The fall sports season at Haverhill High School has been a blazing success, but once December hits, the heat will be turned off at Trinity Stadium for three months in an attempt to save money.
“A couple of people asked why we were leaving the heat on and we realized that it didn’t make any sense for us to do that,” said Tom O’Brien, athletic director at Haverhill High.
Instead, the heat will be turned off once the fall season is officially over and will remain off until the end of February, when the spring season starts. The heat was turned off last winter as well, and the city ended up saving nearly $4,000, officials said.
But the effort to save money comes with some risk — if things aren’t managed properly.
To prevent pipes in the stadium from freezing, Facilities Director Tom Geary said a member of the maintenance staff will drain the pipes. Geary submitted a memo outlining how draining the pipes would be cheaper than leaving the heat on all winter.

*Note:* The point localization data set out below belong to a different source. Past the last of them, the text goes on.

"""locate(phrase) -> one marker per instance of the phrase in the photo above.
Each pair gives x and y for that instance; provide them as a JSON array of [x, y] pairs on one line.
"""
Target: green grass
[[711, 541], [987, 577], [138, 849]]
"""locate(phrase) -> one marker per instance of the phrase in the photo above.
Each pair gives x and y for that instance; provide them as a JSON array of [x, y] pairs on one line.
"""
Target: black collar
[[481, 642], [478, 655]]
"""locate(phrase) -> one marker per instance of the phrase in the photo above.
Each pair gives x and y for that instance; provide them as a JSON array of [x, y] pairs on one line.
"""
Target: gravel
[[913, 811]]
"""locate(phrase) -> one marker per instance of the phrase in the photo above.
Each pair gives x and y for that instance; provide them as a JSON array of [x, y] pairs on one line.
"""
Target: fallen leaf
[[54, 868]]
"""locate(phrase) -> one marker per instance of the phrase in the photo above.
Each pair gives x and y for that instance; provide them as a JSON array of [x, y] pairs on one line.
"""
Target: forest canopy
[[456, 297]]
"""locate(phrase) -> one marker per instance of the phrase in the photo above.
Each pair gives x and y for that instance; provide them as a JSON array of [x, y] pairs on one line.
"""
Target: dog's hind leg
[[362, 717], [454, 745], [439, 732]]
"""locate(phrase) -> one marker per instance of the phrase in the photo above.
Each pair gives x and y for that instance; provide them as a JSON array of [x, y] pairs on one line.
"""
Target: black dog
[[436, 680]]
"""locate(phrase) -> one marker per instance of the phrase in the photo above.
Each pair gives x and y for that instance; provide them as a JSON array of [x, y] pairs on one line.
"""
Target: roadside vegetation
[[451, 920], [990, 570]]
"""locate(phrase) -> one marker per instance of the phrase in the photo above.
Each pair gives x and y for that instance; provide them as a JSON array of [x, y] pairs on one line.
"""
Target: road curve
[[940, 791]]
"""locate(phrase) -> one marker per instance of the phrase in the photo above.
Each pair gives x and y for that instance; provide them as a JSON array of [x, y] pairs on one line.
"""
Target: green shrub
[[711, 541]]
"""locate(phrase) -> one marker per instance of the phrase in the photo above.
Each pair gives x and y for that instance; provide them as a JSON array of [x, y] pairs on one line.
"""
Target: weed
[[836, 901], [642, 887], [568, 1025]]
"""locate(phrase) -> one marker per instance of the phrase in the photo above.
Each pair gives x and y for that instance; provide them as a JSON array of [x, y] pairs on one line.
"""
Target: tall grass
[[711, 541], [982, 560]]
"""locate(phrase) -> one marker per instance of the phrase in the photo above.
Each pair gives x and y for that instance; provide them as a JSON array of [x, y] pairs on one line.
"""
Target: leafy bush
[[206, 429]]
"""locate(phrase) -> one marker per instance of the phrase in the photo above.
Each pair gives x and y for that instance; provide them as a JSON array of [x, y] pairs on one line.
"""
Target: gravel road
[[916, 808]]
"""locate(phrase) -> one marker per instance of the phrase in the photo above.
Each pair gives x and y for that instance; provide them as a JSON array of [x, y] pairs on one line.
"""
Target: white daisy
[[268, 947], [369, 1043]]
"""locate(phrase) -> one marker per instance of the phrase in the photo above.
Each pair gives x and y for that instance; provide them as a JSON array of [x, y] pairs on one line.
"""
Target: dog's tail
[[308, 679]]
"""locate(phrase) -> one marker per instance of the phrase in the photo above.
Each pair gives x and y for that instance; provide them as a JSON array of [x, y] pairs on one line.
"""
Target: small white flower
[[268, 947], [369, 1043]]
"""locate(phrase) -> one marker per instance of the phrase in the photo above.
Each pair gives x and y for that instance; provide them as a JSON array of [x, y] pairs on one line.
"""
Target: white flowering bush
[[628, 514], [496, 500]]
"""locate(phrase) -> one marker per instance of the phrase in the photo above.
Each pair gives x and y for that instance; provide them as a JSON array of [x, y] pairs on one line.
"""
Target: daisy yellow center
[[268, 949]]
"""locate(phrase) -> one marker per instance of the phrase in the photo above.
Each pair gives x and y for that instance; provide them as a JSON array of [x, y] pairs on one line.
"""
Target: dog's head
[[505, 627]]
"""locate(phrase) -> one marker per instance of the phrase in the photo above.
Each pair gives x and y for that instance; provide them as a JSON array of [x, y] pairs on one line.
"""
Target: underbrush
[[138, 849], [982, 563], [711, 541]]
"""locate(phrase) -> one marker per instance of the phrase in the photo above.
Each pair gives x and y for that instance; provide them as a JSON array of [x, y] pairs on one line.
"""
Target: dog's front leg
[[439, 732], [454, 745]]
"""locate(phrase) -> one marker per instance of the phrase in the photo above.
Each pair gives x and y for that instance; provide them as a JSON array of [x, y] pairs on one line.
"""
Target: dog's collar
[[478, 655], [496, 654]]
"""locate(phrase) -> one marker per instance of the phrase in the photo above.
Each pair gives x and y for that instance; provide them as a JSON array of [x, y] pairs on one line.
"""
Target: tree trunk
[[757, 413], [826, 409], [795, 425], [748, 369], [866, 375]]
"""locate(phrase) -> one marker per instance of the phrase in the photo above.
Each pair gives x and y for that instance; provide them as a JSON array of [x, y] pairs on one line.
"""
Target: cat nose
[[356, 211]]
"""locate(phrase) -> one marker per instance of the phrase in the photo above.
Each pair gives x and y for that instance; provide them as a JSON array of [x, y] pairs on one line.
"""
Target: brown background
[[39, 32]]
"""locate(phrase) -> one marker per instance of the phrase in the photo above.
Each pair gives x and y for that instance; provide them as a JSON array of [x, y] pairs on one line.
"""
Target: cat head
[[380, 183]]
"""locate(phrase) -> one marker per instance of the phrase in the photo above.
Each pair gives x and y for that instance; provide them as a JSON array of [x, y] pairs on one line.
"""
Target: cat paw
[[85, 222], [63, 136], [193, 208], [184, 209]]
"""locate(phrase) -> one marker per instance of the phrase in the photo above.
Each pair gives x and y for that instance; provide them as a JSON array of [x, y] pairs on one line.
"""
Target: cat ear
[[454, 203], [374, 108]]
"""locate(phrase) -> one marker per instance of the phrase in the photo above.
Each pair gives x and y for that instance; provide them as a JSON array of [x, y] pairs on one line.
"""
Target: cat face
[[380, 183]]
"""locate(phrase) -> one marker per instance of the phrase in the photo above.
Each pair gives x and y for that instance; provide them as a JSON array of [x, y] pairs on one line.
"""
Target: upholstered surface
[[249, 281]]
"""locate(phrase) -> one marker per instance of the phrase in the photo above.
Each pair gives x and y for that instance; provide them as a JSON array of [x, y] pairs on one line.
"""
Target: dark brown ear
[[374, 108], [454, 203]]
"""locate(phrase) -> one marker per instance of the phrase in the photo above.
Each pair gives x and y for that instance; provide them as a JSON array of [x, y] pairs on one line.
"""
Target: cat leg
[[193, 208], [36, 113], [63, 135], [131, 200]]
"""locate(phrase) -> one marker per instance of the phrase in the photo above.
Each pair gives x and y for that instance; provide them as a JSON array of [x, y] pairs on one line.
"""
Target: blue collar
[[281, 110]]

“In the past, it was a lot more costly to do that,” O’Brien said of draining the pipes. “But (Geary) has found a way to do all that at little cost.”
In the 2011 fiscal year when the heat was left on, it cost $4,621 to heat the stadium. But in this past fiscal year, the cost was only $826, including labor costs for draining the stadium pipes.
With no heat over the winter, sports equipment will have to be moved outside the stadium to a storage facility. O’Brien said that the schools have a contract through which they ship out all equipment that is stored at the stadium to a storage facility, where it will sit during the winter months.
Trinity Stadium is the same complex as the old Haverhill Stadium. It took on the Trinity name when Trinity EMS ambulance service paid $75,000 for three years of naming rights.